Ihr Gegenüber legte das Papier zur Seite und holte eine Rolle hervor. Er breitete eine Karte Höhentals vor ihr aus. Eine flache Hochebene aus rostbraunem Gestein. Im Nordosten trennte eine lange Bergkette die streng bewachte Grenze das Land von dem verbotenen Osten. Die südwestliche Grenze begann mit der Hochebene in die mehrere lange, mal breite und mal schmale, Schluchten einschnitten. Dort waren die vierundzwanzig Wachtürme eingezeichnet. Dort sollte Alina eines Tages als Wächterin ihr Land beschützen. Falls sie es jemals durch ihre Ausbildung schaffte.
»Was ist die wichtigste Aufgabe der Wächter?«, fragte der Aufseher.
»Über Höhental zu wachen und es mit unserem Leben zu beschützen.«
»Und vor was?«
»Vor allem, was den Frieden, das Glück, die Ordnung und die Gerechtigkeit des Landes gefährdet«, sagte Alina auswendig.
Der Aufseher starrte sie für einen Moment an. Dann streiften seine Finger über die Karte. »Mir scheint es, dass dir das entweder nicht klar ist, oder du einfach nicht für den Posten eines Wächters geeignet bist.«
Er seufzte wieder. »Alina, du bist nicht ohne Talente. Du hast es geschafft den wildesten Feuervogel Höhentals zu zähmen. Nun ist sie die Schnellste und der Stolz unseres Wächterdorfs. Außerdem kannst du ausgezeichnet mit Pferden umgehen und ich habe gehört, dass du dich sogar mit einigen Feuerfalken angefreundet hast. Ich bin mir ziemlich sicher, dass wir dich hier in der Wächterstadt gebrauchen können. Allerdings nicht als Wächterin. Wir brauchen immer gute Tierabrichter.«
Alina presste ihre Lippen zusammen. Bei der Vorstellung, etwas anderes als Aiven zu machen, schnürte sich ihre Kehle zu. Das wollte sie nicht. Es ging nicht. Sie hatte bis jetzt ihr ganzes Leben mit ihm verbracht.

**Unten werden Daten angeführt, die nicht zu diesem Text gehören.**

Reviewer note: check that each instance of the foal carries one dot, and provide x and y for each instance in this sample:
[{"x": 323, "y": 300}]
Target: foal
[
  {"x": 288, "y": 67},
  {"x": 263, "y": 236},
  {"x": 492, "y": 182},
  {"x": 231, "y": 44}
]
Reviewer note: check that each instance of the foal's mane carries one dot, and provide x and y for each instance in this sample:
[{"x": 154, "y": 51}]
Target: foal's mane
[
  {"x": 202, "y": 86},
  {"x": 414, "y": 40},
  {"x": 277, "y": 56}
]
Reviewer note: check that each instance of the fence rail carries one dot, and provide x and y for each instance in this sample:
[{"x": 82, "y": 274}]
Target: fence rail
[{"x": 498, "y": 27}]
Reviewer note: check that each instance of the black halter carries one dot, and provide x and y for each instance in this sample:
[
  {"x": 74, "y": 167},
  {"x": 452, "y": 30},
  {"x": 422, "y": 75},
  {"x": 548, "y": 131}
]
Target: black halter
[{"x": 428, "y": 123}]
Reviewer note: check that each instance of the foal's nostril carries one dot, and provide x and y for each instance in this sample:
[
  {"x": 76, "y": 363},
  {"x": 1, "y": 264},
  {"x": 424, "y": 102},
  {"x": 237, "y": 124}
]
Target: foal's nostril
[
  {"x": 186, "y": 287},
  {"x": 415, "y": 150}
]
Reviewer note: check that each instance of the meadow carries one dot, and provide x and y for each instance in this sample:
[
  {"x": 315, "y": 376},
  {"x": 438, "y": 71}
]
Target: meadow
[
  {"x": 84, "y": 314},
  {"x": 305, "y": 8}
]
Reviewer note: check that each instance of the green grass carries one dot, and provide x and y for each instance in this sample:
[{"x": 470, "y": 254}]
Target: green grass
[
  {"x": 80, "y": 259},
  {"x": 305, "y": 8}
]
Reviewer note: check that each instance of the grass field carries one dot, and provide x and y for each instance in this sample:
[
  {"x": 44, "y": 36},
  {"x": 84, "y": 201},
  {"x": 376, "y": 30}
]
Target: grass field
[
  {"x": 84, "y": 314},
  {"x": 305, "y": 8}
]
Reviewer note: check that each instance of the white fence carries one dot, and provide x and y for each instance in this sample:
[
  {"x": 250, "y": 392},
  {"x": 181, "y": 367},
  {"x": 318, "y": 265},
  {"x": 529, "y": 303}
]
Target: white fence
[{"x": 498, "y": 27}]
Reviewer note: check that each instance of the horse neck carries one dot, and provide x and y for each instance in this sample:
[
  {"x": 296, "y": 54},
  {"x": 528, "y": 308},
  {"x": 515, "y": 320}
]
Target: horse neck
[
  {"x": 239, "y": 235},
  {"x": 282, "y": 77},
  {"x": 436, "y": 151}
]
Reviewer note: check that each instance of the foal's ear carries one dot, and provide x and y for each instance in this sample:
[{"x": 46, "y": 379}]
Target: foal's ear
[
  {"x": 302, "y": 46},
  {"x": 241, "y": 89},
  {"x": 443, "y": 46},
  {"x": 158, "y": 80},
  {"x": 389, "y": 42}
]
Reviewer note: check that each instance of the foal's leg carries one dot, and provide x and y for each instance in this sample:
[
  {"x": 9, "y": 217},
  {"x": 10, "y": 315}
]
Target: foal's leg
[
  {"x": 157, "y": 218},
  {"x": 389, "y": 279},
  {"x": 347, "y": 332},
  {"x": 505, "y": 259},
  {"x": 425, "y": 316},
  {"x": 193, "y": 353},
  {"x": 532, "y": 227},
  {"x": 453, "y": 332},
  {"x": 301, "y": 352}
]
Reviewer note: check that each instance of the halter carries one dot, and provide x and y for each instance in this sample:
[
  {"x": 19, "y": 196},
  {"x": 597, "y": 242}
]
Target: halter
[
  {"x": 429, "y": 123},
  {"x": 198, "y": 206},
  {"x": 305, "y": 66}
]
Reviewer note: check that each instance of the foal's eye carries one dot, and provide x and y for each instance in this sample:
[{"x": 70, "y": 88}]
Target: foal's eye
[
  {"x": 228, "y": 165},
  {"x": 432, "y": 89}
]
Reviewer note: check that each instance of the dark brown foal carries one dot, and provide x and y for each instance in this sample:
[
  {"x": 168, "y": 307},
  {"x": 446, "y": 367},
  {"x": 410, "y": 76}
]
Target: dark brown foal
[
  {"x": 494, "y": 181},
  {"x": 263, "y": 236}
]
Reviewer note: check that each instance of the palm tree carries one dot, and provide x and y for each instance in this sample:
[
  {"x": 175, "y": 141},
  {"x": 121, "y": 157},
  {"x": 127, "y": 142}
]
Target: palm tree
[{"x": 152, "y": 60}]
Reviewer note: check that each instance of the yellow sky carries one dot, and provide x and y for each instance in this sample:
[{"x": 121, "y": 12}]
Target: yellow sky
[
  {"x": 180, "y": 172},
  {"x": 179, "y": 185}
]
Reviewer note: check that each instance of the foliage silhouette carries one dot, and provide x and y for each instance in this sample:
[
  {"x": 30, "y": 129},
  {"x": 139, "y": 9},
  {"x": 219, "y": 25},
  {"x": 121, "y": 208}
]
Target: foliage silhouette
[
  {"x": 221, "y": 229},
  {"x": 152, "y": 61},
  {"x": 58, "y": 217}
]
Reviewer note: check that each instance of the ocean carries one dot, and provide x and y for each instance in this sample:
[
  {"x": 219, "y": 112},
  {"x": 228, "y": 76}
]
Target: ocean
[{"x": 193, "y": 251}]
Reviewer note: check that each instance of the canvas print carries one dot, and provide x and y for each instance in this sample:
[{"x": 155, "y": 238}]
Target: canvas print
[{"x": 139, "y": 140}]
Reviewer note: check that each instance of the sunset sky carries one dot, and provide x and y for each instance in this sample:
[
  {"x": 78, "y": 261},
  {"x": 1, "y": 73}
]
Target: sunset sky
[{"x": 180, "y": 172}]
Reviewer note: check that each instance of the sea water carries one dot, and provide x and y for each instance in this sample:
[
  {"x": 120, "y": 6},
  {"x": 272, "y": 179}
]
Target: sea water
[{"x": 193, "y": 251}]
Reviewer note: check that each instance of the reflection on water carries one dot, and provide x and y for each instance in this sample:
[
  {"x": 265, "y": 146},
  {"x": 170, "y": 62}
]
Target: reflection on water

»Bitte gebt mir noch eine Möglichkeit, mich zu beweisen. Falls ich es nicht schaffe, gehe ich zu den Tierabrichtern.« Alina nahm all ihren Mut zusammen und blickte direkt in das strenge Gesicht des Aufsehers.
Er runzelte die Stirn und sein Finger tippte auf eine der Schluchten, die auf der Karte dargestellt war. »Ich brauche jemanden für die Nachtwache. Üblicherweise, schicken wir dort immer ein paar Lehrlinge hin, da dort bis jetzt nur wenig Angriffe stattgefunden haben.«
Alina betrachtete die Stelle. Es war die vierundzwanzigste Schlucht. Niemand wollte dorthin. Man nannte sie die Gosse, weil dort das Abwasser aus dem Wächterdorf und der Hauptstadt aus der Hochebene hinaus floss. Außer Ratten und anderes Ungeziefer, wurde dort selten etwas Gefährliches gesichtet.
»Einige Drachen haben sich in den letzten Monaten in diese Schlucht hineingewagt. Drei oder vier. Doch wie wurden sehr schnell von dem Geruch und den Feuervögeln abgeschreckt. Trotzdem können wir den Posten nicht mehr leichtnehmen. Nimm Tessa und Aiven mit. Sie waren bereits im Einsatz und wissen, wie man die Drachen schnell vertreiben kann. Ich will auch, dass ihr auch darauf achtet, dass keine Aasfresser durch den Wachtposten dringen. Sollte der Bericht deiner Verwandten über dich befriedigend sein, darfst du weiter als Lehrling hierbleiben.«
Egal, ob Drachen gesichtet worden waren oder nicht, dieser Wachposten wurde nur den Wächtern gegeben, die zu ungeschickt waren, um woanders eingeteilt zu werden. Und sie hatte zwei der besten Lehrlinge mit sich in die Gosse heruntergezogen.
Mit enger Brust stand sie auf, verabschiedete sich und verließ den Raum.